A FULL private session of the Dáil has been summoned for Wednesday to discuss whether to accept British Prime Minister David Lloyd George’s invitation to a peace conference, the Echo reported on Saturday, September 10, 1921.
The belief in some quarters is that Mr de Valera and the Cabinet made up their minds yesterday and opinion is firmly of the view that the invitation for September 20 will be accepted.
de Valera himself is unlikely to attend. A peace conference will be a protracted affair and, under present circumstances, he would do well to remain in Ireland. His hold on the people is remarkable and it may be it will be tested as negotiations progress.
There can be no doubt that the Irish people demand peace negotiations and will be angry if any risks are taken. There are, of course, plenty ‘Neverendians’ who say that attending will be a betrayal. But most Sinn Féiners appear to view Lloyd George’s invitation as proof of the British government’s will towards a peace based on justice.
The Department of Labour at Dáil Eireann has submitted the following terms for a conference to resolve the Cork Harbour workers’ strike: It will sit at 11am in the Boardroom of the Cork Harbour Commissioners.
The men to receive full pay from the Harbour Commissioners for the period they have been on strike. Any award will be retrospective to the date the ITGWU first made its demand. Decision of the conference to be accepted.
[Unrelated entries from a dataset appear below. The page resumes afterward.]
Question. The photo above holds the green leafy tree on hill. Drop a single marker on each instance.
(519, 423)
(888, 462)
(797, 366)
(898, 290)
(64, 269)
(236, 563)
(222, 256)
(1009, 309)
Five young men, Joseph Buckley, Cornelius Shine, Corneilius Bradley, Denis Murphy and Michael Meaney, were charged with having broken into the premises of Messrs. Murray & Co., 46, North Main Street, on August 30 and stealing goods to the value of £84.
Norman McBirney, proprietor, testified that he found the door smashed and the locks burst off. The whole shop had been rifled and goods were strewn about the floor.
Sergeant Hollywood stated he subsequently visited a house at 25, Hanover Street, where he found the stolen property and where Buckley and Murphy resided. When Buckley was arrested, he said to the sergeant: “The game is up, I was in there alright.” The next day, Shine was arrested in the attic under a bed. When charged, he said: “I planked the stuff and when I went back for it, it was pinched.” Murphy said he had drink taken. Meaney, that he was “with the boys” and the stuff he took he “planked in the Bishop’s Marsh”. Accused were returned under sureties for trial to the Quarter sessions.
The Post Office is away on an economy craze and there’s no stopping it, the Echo claimed in a humorous article.
‘Tis rumoured stamp strips are to be sold by the foot in future. Questions answered over the counter are to be charged at half telephone rates. Postmen’s pants are to be replaced by breeches made out of old mail bags. Lady telegraphists are to have their hair closely bobbed so they can hear faster. Everything must attune to the cry for gain.
Here’s a suggestion: Down in Co. Leitrim in pre-war days, they had a sign for giving warning of police while distillation of the pure drop was in progress. The operators were untrained country boys and their apparatus bottomless bottles.
From hill to hill, a signal was sent by means of these crude megaphones. Here is a chance for the Post Office to sell their telegraph poles for firewood and wires as fencing for farmers. So much cheaper, and the telegraphists would supply empty bottles at very moderate prices.
The Carl Ross Opera Company, the only grad opera company in England today, has experienced difficulty in filling seats in Manchester. Where, then, is opera appreciated? Well, said, Mr Brandreth, company manager, Cork for one.
“I have heard errand boys in Cork whistling intricate arias going along the streets. People have met us there at the station and escorted us to the theatre headed by a band.”